Zusammenfassung über Steroidhormone
Steroidhormone sind eine Art von Hormonen, die in die Zelle hineingelangen und im Zellplasma oder im Zellkern auf ihren Rezeptor treffen und an ihn binden. Die Bindung bewirkt eine Formveränderung des Steroidrezeptors, so dass dieser an die DNA binden kann und zwar an die Stellen zu denen er passend ist. Diese können sehr zahlreich sein - beim Estrogenrezeptor sind es über 20.000 Bindungsstellen. Erfolgt die Bindung an wesentlichen genregulatorischen DNA-Sequenzen, dann werden Gene, die dadurch reguliert werden, vermehrt oder vermindert abgeschrieben in RNA (Transkription heißt der Vorgang). Wenn die RNA für ein Protein kodiert, dann resultiert dies normalerweise in vermehrter oder verminderter Synthese eines Proteins. ‘Weniger’ oder ‘mehr’ eines Enzyms kann beispielsweise den Stoffwechsel verändern. ‘Weniger’ oder ‘mehr’ Verfügbarkeit eines Proteins, das als Baustein der Zelle verwendet wird, kann in Veränderungen im Zellstoffwechsel oder im Bau von Zellen resultieren. ‘Weniger’ oder ‘mehr’ kann auch darüber entscheiden ob ein bestimmtes Programm aktiviert wird (z. B. Entzündungshemmung oder Zellschutz). Geschlechtshormone steuern nicht nur Entwicklung und Fruchtbarkeit, sie haben auch weitreichendere Funktionen im Gehirn und anderen Organen.
Schlussworte für Sie
Steroidhormone spielen bei Erkrankungen eine Rolle und werden als Therapeutika verwendet. Behalten Sie im Sinn: Falls die Nebennierenrinde nach der Menopause nicht ausreichend Hormone produziert, dann ist es sinnvoll das (oder die) fehlende(n) Hormone zuzuführen. Ein Arzt kann Blutanalysen für Sie durchführen lassen - der Facharzt wird ‘Endokrinologe’ genannt, häufig ist das eine Zusatzausbildung von Gynäkologen/-innen oder Internisten/-innen). Beispielsweise gibt es Estradiol (Estrogen) als Gel oder Tabletten, Progesteron und DHEA-S (ein Androgen) sind in Form von Kapseln erhältlich. Hier meine ich nicht die Behandlung von Wechseljahresbeschwerden, sondern eine Gesunderhaltung des Körpers, die gefährdet ist, falls die Steroidhormone nicht ausreichend produziert werden.
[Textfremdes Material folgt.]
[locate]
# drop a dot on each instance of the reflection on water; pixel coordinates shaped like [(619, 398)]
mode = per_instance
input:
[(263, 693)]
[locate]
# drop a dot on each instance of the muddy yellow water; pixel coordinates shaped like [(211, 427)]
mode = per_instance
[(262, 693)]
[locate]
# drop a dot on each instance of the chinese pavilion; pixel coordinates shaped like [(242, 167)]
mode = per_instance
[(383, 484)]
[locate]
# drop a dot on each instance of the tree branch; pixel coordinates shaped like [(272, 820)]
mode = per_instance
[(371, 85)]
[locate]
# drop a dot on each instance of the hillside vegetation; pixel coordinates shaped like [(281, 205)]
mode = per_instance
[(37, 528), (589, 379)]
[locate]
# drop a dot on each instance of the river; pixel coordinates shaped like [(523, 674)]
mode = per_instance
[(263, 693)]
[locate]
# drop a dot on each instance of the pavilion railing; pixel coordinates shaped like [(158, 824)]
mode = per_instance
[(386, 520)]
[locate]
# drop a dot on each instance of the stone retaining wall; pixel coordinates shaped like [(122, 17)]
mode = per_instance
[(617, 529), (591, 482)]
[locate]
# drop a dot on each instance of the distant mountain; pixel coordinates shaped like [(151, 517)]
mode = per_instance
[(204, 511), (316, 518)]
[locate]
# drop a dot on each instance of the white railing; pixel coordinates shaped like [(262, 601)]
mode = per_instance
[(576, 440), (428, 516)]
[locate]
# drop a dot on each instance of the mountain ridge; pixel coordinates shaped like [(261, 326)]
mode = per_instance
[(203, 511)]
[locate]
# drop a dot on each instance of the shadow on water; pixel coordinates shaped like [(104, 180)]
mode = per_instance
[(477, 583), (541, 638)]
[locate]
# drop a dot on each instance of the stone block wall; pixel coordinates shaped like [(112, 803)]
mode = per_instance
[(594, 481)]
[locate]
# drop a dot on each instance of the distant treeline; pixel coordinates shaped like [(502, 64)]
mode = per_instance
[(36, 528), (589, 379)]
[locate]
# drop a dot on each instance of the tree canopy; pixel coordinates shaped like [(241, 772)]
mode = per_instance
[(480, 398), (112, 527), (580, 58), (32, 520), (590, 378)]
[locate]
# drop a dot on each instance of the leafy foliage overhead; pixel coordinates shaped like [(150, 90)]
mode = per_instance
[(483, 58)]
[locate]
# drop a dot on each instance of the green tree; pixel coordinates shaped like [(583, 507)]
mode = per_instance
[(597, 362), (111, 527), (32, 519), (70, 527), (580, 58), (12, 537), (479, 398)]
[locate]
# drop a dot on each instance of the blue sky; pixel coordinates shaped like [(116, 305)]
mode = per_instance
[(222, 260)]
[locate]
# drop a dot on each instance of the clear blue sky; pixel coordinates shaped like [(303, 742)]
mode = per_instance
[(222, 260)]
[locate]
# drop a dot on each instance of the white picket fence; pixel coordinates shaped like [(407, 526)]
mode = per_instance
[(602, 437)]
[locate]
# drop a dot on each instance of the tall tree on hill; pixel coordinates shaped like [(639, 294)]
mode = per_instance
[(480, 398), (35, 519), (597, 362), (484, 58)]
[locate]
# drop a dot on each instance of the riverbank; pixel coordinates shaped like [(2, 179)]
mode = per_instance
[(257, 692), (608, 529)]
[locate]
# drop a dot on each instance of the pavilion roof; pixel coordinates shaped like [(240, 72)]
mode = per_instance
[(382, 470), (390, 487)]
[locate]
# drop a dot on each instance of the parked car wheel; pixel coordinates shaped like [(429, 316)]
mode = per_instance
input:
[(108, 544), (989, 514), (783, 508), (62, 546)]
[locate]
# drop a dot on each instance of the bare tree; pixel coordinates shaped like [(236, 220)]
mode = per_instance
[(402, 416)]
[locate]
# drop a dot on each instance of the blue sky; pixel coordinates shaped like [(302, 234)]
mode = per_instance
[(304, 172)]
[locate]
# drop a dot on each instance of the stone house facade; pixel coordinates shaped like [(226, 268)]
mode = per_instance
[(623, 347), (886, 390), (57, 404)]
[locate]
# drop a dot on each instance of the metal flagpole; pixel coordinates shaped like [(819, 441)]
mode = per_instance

Dies kann Frauen und Männer gleichermaßen betreffen und kann vorkommen, falls die Funktion der Nebennierenrinde ab dem mittleren Alter abnehmen sollte. Hier vor allem im Sinn zu behalten, dass die Gestagene eine Schutzfunktion für Nervenzellen haben und dass dieser Sachverhalt eben auch hinsichtlich der Vorbeugung von neurodegenerativen Erkrankungen wichtig sein kann. Hier gilt es sich dann gegebenenfalls genauer zu informieren.